A new program from athenahealth underscores the idea that providers alone shouldn't be responsible for risk-based care — vendors have a role to play, too. The company announced Monday it will reimburse clients who face a downward payment adjustment under the Merit-based Incentive Payment System, which is part of the proposed Medicare reimbursement rule.

The MIPS Guarantee program essentially promises that clients using the athenaOne services suite will perform at or above the national performance threshold set by CMS, therefore avoiding any payment penalties on their Medicare Part B fee schedule.

"Because of our national network, our quality management and payer rules engine, our team of experts, and our track record of client success as part of other government-run programs, we believe we can free the industry of reimbursement cuts associated with MIPS," Jonathan Bush, athenahealth co-founder, president and CEO, said in a statement. "And if we can't, we'll put our money where our mouth is and reimburse clients up to the penalty amount."

There is some fine print to the guarantee, such as it is only available to new athenaOne clients that are live on the athenaNet network by June 30, 2017. Additionally, reimbursement can't exceed athenahealth service fees.

Allison LaValley, athenahealth's executive director of quality performance and value-based care, says the guarantee follows the company's push to align and partner with clients to help solve business problems. She says they are looking at areas where athenahealth can reduce work for practices or better structure workflows to make it as easy as possible for practices to be successful in these government programs.

"We really want to understand what are the requirements of these programs? ... What things do we feel like are truly opportunities for athena to take work on from our practices or reduce work?" Ms. LaValley says. "There's a lot of time and energy [which] translates into dollars that practices have to spend in order to just get data out of their system and report it to CMS."

This isn't the first guarantee program offered by athenahealth — the company also offers similar guarantees for clients attesting to meaningful use and participating in the Physician Quality Reporting System.

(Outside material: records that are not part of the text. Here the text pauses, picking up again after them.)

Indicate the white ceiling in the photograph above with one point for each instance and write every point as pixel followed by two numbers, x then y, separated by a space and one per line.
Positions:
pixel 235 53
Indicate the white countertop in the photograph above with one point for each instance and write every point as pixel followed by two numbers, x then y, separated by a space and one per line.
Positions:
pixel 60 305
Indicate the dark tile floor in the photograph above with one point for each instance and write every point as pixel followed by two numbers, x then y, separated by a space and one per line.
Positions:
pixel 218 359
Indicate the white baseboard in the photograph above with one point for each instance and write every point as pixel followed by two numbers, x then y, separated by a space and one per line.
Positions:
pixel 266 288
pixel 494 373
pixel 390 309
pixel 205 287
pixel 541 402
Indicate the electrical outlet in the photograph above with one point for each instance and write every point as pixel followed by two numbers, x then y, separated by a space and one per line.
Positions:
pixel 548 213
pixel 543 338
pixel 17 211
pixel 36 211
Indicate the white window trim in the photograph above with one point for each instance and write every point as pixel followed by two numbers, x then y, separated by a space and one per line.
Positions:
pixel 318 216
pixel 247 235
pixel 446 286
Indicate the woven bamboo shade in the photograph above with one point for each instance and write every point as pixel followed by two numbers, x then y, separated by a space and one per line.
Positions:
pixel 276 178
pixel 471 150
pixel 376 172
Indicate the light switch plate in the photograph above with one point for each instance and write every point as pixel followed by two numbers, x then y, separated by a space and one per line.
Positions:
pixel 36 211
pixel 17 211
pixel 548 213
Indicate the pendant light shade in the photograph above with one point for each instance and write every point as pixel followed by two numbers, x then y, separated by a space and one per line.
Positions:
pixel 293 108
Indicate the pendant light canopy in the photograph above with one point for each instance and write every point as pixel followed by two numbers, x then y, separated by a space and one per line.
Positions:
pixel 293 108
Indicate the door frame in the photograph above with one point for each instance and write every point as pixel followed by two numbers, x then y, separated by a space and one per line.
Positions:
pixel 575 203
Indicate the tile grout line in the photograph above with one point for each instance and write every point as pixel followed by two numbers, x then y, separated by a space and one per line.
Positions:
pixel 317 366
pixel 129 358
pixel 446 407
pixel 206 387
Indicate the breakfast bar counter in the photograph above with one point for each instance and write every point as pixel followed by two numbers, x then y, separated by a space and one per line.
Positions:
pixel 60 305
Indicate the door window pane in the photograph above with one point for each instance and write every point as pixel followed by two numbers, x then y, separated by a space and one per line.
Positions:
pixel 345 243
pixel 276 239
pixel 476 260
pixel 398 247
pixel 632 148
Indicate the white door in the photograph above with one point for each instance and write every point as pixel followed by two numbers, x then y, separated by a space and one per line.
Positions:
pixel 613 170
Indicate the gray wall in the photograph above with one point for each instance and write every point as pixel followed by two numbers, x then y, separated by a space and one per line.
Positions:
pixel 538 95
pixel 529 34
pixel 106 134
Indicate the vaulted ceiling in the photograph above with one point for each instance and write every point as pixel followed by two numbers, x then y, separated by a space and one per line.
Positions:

Clients appear to be succeeding in these government reporting programs: In calendar year 2015, athenahealth users had a 97.6 percent meaningful use attestation rate, and in 2016, 98.9 percent avoided PQRS and value modifier reimbursement penalties.

Ms. LaValley attributes much of this success to athenahealth's data capabilities and partnering with clients to understand challenges. Athenahealth's network gathers data from more than 72,000 providers and processes 1.2 billion data transactions each year. This type of information helps the company glean insight into challenges providers and practices faces and how to help them. This, coupled with success in the other guarantee programs, gave athenahealth the confidence to roll out the MIPS Guarantee, according to Ms. LaValley.

What's more, Ms. LaValley says athenahealth is introducing these guarantee programs now because the industry will have to eventually solve issues related to reimbursement and workflows.

"Solving for these problems is going to have to happen for our clients regardless. This is a great way for us to pave the future and help provide more tools that are going to enable practices to really thrive under these different payment models," Ms. LaValley says.

Currently, practices and providers are left with figuring out the algorithms or sorting through the calculations required to report to CMS on their own, according to Ms. LaValley. It's up to vendors to design solutions and support with these types of challenges in mind, she says, offering the example of how athenahealth submits necessary data to CMS on clients' behalf so they don't have to worry about it and can focus on patient care.

All vendors can play a role in alleviating these types of tasks to help providers be successful, Ms. LaValley says.

"At the end of the day, our clients [and] providers across the country really just want to take care of their patients and deliver the highest quality care they can. But they also need to get paid," Ms. LaValley says. "How do we help the industry get more vendors accountable for truly making that the focus rather than leaving it to practices to recreate really complicated algorithms and calculations?"